As the unfrozen caveman I am I need to ask: does the counter keyword in your instructions above act as a meter in that sense, and if yes is the remedy simply to either:
a) not restart the firewall (if that is actually possible)
b) omit the counter keyword

wikipedia states bits 01 and 10 indicate an ecn capable stream.
When there is a congestion, the bits are set to 11/CE.
And the rest is handled by tcp.
So as long as both sides don't agree on ecn and setting ce bits it should work?
Assuming there is an incoming connection with 01/10 ecn bit set.
The Router or a host from the internal network has also ECN enabled and set bits 01/10 .
They get nulled by the router when leaving.
So the host who initiated the incoming connection thinks ECN is not supported and doesn't echo back via TCP.
Or am I mistaken here?

the counter keyword should work fine.
meters are like sets, but they don't need to especially defined (they are created "on-the-fly").
I think they don't get released properly on fw4 reloaded and that's why fw4 throws an error.
(because the set/meter already exists)

1 Like

My point is that the negotiation that ECN is to be used happens within the TCP header, without using/evaluating the IP ECN bitfield (actually during negotiation it is supposed to be set to not-ECT). So your nftables rule will not interfere with ECN negotiation.
So both endpoints can negotiate ECN usage, now assume typical download traffic, where the upload traffic is essentially pure ACK packets, these will also send as not-ECT (see rfc3168, the rationale is that legacy TCP will not reduce the ACK rate so setting CE on ACK packets will not help reduce the load, so the congested node can and should drop the packet instead to get some relief) now our download packets are using ECT(0) because the endpoints negotiated ECN, and now cake on ifb4wan needs to act on a packet from our ECN flow, since the packet is still ECT(0) is goes and changes that to CE, but now this CE marked packet gets into nftables hands and the CE gets reset to not-ECT, the receiver will not know that there was congestion along the path and hence will not be able to tell the sender, which will keep increasing its congestion window and send more and more instead of slowing down... eventually cake's BLUE component will take over and drop from that hash bin, but for the affected flow life is miserable as cake still limits its rate into your network but due to the cleared CE marks the sender keeps pushing and that flow's queue will get longer and longer and the delay for that flow will also increase with that queue.
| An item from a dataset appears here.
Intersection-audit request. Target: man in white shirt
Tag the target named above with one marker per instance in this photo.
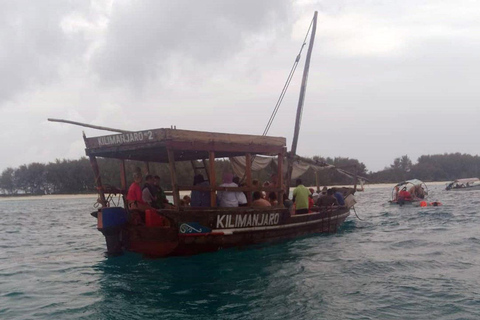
(230, 198)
So the problem here is the potential for silent removal of congestion signals... and IMHO it is a bit unfortunate that for cake we did not make ECN usage optional/togglable...

if tcp doesn't make use of ip ecn header, why does this rule work then?
I get what you are explaining..
But I'm a bit sleepy and will have a deeper look later.
And maybe figure out a way to clear the ecn bits with ntables.